Suskin: Lawsuits alleging that companies and their D&Os misrepresented their ESG policies and practices when they made generic statements about their companies’ advancement of ESG issues are among the latest wave of litigation trends de jour. These lawsuits typically take the form of shareholder derivative actions and allege that D&Os have failed to adhere to their company’s stated ESG aspirations. The lawsuits can also take the form of shareholder class actions, if disclosure of a material risk of an ESG issue causes the company’s stock price to decline, giving shareholders the opening to argue that the disclosure should have been made sooner. Defending these actions has become somewhat more difficult in the wake of the US Supreme Court’s decision in June 2021, in the Arkansas Teacher Retirement System’s securities fraud case against Goldman Sachs Group, where the court allowed for the possibility that generic statements by the company about its integrity and customer practices could have artificially inflated the company’s stock price. Even if ESG-related cases do not survive a motion to dismiss, and many of them should not, because the statements complained about are often aspirational and are not alleged misrepresentations of historical fact, companies and D&Os who must defend such cases usually incur significant legal defence costs as well as the risk of reputational damage. These risks auger for careful review and vetting of any disclosures relating to ESG issues, and to include cautionary safe harbour language for any forward-looking statements.
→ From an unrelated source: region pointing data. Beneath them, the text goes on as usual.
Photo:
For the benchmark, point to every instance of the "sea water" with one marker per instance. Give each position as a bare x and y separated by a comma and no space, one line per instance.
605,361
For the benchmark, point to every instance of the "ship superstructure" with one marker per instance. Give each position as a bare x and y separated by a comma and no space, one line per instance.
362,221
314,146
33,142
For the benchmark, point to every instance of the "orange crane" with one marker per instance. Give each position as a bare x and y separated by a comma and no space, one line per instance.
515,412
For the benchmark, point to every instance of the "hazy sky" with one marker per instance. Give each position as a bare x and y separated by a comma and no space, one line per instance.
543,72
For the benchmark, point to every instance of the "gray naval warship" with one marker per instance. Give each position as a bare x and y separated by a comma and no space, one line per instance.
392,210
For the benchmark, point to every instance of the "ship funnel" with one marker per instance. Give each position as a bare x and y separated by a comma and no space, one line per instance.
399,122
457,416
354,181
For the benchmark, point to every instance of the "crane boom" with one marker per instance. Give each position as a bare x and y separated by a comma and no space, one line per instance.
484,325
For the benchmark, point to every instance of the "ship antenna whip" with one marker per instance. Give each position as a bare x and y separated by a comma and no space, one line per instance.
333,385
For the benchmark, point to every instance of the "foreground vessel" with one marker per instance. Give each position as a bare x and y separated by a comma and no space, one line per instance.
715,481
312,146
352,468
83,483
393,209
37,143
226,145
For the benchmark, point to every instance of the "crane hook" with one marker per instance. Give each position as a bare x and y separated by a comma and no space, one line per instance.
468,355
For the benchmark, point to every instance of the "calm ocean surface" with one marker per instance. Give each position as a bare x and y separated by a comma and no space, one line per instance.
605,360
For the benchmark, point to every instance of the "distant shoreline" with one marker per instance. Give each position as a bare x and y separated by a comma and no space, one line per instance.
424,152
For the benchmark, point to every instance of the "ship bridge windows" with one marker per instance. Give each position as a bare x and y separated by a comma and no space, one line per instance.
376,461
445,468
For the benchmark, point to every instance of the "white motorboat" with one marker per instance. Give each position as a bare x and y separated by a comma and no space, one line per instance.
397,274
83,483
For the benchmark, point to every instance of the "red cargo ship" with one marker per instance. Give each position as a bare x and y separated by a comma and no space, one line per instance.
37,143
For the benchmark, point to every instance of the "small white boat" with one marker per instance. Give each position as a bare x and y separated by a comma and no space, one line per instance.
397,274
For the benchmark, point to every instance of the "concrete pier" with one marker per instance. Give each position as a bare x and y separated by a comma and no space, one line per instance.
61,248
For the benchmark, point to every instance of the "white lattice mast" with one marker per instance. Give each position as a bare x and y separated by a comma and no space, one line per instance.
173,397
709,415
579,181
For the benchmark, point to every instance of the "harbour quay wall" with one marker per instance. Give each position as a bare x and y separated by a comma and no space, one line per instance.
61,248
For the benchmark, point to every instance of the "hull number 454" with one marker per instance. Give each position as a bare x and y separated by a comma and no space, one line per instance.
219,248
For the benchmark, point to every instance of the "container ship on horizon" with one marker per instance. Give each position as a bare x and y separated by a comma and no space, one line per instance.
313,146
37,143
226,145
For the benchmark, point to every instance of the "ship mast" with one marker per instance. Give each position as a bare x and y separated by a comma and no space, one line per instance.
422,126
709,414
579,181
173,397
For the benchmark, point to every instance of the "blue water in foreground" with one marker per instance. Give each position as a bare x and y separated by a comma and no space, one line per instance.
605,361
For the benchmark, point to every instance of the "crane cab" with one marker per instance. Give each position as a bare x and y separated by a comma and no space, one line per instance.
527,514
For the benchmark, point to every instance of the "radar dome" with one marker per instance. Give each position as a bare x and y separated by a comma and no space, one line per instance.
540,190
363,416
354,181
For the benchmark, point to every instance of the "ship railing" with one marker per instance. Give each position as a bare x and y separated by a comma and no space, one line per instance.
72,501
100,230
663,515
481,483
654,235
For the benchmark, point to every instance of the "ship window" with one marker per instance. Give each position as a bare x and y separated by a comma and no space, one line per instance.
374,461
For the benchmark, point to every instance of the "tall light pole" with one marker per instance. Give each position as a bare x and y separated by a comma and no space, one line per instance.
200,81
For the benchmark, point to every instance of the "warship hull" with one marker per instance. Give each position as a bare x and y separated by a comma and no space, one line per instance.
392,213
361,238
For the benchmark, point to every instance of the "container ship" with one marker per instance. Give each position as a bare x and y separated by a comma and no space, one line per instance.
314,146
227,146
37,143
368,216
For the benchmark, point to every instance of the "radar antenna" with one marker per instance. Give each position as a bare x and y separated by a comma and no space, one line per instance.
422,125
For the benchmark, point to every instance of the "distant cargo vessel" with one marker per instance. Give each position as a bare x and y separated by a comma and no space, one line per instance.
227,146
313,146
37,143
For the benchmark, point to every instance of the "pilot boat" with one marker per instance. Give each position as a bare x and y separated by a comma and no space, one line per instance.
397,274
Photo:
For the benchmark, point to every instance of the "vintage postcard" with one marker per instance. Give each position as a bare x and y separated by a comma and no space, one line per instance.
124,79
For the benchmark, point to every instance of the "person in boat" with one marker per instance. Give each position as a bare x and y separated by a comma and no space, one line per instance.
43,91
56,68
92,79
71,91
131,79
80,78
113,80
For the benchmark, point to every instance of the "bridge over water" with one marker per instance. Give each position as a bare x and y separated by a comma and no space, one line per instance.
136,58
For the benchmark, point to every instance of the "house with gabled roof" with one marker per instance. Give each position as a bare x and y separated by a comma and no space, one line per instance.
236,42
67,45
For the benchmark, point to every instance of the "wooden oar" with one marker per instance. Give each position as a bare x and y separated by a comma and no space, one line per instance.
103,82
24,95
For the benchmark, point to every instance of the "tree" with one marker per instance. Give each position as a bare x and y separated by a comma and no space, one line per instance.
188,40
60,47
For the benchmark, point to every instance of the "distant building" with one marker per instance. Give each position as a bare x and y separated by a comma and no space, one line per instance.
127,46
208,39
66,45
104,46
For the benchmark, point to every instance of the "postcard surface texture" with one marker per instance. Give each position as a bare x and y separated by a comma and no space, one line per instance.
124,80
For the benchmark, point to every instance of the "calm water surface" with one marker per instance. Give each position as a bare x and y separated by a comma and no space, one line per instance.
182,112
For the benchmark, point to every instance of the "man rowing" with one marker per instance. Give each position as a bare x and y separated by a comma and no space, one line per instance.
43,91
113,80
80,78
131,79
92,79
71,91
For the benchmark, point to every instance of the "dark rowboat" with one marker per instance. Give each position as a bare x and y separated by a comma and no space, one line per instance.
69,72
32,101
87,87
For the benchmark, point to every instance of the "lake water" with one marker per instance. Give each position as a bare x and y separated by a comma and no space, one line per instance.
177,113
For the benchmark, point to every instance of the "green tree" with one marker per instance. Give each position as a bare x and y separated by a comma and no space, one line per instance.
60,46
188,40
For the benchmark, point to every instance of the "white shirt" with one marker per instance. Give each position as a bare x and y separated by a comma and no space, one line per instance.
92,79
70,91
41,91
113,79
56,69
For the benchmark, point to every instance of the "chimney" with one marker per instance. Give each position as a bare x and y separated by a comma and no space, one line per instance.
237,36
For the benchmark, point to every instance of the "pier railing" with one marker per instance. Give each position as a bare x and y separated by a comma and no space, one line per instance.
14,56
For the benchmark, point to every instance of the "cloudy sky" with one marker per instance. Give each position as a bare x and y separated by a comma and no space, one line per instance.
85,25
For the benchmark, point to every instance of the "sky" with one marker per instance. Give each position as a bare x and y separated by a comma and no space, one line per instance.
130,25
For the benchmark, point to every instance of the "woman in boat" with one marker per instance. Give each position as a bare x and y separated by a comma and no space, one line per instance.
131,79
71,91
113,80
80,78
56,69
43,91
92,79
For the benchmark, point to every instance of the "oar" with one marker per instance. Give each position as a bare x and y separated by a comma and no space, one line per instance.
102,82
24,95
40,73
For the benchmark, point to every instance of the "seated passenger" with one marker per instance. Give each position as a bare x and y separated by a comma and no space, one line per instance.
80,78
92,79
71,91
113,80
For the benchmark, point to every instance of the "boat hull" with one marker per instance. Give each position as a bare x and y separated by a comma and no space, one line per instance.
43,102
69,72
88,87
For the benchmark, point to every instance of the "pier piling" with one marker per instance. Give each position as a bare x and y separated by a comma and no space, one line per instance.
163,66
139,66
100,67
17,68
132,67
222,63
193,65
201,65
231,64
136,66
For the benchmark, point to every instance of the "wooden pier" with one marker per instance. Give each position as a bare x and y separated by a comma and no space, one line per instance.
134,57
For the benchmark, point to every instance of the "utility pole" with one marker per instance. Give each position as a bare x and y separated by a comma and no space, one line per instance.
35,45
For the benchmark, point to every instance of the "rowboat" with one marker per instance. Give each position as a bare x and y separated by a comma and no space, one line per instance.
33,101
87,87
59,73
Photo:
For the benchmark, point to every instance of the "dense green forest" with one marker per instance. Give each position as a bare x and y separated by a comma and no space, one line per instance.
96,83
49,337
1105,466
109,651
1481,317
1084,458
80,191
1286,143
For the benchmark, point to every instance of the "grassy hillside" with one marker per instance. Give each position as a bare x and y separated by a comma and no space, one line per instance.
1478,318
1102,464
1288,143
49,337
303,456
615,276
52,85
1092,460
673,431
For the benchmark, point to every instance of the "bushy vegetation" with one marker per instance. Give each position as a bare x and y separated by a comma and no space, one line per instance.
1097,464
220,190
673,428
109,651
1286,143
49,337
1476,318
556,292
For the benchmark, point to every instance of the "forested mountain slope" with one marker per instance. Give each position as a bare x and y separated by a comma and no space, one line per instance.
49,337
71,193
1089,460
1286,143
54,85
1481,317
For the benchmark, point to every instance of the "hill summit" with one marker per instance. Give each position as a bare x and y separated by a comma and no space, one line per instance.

Rayner: The significance of ESG issues hardly needs mentioning, with a recent Intergovernmental Panel on Climate Change (IPCC) report highlighting the catastrophe that could be avoided if the world acts, and acts fast. All stakeholders, from investors and regulators to all interested parties, are engaged with ESG issues. Regarding climate change, directors and the board are expected to put in place steps to mitigate and reduce to a carbon neutral position, as well as establish relevant disclosures and monitoring. We are already seeing claims brought against companies accused of contributing to global warming and environmental disasters on account of their inability to adapt to climate change, or for failing in their reporting requirements. Regulators in general are gearing up to put entities through climate stress tests and imposing target-driven expectations for CO2 reduction. Boards will need to have strict oversight to ensure that they can deliver these expectations or fall foul of regulators and global investor and social community pressure.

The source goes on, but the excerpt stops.